From PRD to Pixel: How AI Agents Build Our Design Pipeline
What if your entire design pipeline — from product requirements to production code — was orchestrated by AI agents that hand off work to each other like a relay team?
That’s not hypothetical. It’s what we built.
Our design workflow uses a 5-stage pipeline powered by 10+ specialized AI agents, each with clear responsibilities, quality gates, and structured handoff packages. The human stays in the loop at critical decision points, but the agents handle the grind: wireframing, prototyping, visual review, implementation, and optimization.
Here’s how it actually works.
Stage 0: The PRD
Every project starts with a Product Requirements Document. Our PM agent drafts it based on a conversation or brief, producing a structured document that captures:
- Problem statement — what are we solving and for whom?
- User stories — specific behaviors and expectations
- Success criteria — measurable outcomes
- Technical constraints — platforms, performance budgets, accessibility requirements
- Visual references — 3-5 reference URLs, brand assets, mood direction
The PRD isn’t just documentation. It’s the source of truth that every downstream agent references. When the wireframe designer asks “what goes in the hero section?”, it reads the PRD. When the reviewer checks whether the prototype meets requirements, it validates against the PRD.
This is what separates an agentic workflow from “asking ChatGPT to make a website.” The PRD creates a persistent contract that survives across agent handoffs.
Stage 1: ASCII Wireframes
Here’s where things get interesting. Before any pixels are pushed, our wireframe designer agent creates ASCII art wireframes — low-fidelity layouts using nothing but text characters.
+----------------------------------------------------------+
| [Logo] Home | About | Work | Contact |
+----------------------------------------------------------+
| |
| * Welcome to Our Platform * |
| Tagline goes here in smaller text |
| |
| [ Get Started ] [ Learn More ] |
| |
+----------------------------------------------------------+
| |
| {Feature 1} {Feature 2} {Feature 3} |
| Description Description Description |
| |
+----------------------------------------------------------+
Why ASCII? Three reasons:
- No tooling overhead. No Figma license, no design software, no rendering. It’s pure text that any agent can read and reason about.
- Forces structure over style. ASCII wireframes strip away color, typography, and imagery. What’s left is information architecture — the skeleton that everything else hangs on.
- Universal readability. Every agent in the pipeline can parse ASCII. It embeds cleanly in markdown, version controls perfectly in git, and diffs meaningfully in pull requests.
The wireframe agent follows strict ASCII conventions: | and - for borders, + for corners, * for buttons, [] for inputs, {} for content placeholders. Everything constrained to 80 characters wide. It’s a design system for text.

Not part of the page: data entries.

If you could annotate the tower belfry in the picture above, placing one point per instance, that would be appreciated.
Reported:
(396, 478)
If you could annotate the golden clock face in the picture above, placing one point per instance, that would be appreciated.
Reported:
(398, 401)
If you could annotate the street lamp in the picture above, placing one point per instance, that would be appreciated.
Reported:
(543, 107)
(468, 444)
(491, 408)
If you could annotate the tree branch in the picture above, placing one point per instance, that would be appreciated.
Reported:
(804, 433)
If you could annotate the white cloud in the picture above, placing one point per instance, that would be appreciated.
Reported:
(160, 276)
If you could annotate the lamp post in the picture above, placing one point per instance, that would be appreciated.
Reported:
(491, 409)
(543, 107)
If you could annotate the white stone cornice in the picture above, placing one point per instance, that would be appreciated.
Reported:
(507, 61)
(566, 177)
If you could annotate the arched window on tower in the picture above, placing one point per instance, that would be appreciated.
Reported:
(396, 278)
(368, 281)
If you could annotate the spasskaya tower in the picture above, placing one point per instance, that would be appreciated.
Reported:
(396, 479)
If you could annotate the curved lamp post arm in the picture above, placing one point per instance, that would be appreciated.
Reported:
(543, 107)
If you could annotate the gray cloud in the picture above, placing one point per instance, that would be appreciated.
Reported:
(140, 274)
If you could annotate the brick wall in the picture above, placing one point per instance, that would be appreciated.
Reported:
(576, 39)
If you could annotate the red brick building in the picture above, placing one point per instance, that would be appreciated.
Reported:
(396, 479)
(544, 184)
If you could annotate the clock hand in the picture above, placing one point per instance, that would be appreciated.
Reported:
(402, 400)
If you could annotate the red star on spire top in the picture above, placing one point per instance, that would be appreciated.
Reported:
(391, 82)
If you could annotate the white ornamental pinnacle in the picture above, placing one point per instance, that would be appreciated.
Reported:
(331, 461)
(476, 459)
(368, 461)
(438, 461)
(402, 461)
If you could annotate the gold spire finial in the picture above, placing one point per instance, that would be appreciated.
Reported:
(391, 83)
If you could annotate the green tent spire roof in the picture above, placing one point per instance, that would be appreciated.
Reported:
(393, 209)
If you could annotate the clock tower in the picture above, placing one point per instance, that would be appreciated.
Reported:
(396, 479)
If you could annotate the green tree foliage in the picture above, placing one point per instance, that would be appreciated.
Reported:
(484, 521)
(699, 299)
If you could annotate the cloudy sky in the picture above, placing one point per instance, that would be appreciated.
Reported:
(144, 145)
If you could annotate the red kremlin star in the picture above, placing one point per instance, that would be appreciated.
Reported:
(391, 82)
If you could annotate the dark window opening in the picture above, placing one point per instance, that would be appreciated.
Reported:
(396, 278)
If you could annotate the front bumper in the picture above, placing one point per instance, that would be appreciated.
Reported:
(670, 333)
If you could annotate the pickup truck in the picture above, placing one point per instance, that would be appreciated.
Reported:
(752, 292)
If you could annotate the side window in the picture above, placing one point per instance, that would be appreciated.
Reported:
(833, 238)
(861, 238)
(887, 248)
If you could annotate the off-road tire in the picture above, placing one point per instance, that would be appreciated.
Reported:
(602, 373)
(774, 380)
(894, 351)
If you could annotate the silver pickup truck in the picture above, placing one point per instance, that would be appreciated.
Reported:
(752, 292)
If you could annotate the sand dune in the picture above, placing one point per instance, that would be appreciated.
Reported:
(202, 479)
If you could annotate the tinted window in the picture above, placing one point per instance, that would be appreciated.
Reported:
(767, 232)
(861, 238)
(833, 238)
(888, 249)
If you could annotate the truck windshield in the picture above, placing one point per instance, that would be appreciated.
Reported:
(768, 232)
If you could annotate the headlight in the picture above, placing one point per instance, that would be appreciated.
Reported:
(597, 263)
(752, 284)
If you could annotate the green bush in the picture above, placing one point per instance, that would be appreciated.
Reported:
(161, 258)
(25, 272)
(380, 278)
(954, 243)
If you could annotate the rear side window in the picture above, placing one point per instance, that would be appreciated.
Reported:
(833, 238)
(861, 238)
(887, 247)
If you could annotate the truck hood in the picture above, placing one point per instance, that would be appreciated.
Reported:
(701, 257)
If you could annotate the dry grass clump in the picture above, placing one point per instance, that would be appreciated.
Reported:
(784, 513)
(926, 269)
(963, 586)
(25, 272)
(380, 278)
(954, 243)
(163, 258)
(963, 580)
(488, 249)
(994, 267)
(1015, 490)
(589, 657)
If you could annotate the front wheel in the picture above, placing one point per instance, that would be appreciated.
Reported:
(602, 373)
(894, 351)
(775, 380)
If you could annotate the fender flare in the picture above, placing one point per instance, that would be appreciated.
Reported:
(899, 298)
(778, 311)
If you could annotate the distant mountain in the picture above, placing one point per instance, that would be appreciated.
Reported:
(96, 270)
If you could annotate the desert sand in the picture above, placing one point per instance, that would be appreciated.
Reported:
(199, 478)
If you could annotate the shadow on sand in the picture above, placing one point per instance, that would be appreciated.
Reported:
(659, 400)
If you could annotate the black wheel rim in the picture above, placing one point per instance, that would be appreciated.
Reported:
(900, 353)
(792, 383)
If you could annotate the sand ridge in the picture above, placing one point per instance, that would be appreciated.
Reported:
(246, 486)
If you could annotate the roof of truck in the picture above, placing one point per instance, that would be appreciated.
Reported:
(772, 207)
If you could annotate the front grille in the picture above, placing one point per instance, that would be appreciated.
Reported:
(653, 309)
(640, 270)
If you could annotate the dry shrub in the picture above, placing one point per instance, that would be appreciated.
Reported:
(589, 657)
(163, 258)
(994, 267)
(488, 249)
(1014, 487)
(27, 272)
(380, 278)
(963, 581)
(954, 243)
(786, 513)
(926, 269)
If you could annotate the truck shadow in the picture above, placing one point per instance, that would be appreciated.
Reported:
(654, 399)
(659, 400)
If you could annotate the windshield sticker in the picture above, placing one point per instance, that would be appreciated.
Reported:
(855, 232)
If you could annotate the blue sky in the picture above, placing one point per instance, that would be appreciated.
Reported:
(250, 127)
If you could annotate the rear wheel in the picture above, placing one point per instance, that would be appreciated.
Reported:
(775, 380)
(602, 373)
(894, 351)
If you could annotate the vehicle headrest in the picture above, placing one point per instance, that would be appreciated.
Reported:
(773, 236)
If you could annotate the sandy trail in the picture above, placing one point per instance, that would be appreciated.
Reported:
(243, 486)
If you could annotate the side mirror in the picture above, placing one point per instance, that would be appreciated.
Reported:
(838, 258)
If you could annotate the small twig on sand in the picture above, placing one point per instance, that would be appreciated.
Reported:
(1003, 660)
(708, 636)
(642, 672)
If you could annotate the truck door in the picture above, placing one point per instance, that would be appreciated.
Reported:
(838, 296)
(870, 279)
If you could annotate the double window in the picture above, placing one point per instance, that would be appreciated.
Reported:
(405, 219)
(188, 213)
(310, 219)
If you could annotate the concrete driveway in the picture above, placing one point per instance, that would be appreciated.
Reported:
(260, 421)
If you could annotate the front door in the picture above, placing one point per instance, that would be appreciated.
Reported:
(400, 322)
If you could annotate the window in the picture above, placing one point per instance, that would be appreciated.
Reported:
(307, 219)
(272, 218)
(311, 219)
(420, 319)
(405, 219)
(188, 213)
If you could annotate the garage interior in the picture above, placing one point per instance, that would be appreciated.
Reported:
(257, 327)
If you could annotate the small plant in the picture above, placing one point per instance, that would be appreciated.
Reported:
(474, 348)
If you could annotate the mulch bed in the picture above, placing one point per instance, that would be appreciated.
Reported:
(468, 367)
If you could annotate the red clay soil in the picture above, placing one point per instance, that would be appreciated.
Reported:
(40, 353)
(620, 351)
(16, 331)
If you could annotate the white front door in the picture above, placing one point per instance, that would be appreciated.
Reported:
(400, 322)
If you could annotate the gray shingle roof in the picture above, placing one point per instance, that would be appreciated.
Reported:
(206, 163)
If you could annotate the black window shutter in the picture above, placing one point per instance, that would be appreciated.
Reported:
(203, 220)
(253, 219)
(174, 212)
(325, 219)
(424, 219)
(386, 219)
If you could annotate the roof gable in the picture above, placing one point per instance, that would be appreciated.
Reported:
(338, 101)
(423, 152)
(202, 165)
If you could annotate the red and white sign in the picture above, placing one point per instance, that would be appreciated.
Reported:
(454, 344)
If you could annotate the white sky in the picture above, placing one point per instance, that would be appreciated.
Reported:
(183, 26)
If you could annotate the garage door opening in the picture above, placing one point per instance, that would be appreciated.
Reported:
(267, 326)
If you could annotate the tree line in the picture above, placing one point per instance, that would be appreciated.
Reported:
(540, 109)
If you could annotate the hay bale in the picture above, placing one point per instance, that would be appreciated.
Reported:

The deliverables from this stage aren’t just wireframes. The agent produces a ui-plan.md (complete structure plan), wireframe-config.json (technical specifications), individual section wireframes, a reusable components.md library, responsive-notes.md, and accessibility-notes.md.
Gate 1 requires all sections wireframed, responsive breakpoints defined, component library established, accessibility requirements documented, and — critically — human approval.
Stage 2: Nano Banana Pro — From ASCII to Visual Mockup
This is where the magic happens. We take those ASCII wireframes and feed them to Nano Banana Pro, Google DeepMind’s image generation model built on Gemini 3 Pro.
Nano Banana doesn’t just generate pretty pictures. It understands UI conventions. Hand it an ASCII wireframe with a prompt like:
“Convert this wireframe into a modern SaaS landing page. Use a dark gradient hero with a glassmorphism card layout. Inter font family. Primary color #6366f1.”
And it produces a high-fidelity mockup that respects the spatial relationships defined in the wireframe. Navigation stays at the top. The three-column feature grid stays centered. The CTA buttons land where you placed them.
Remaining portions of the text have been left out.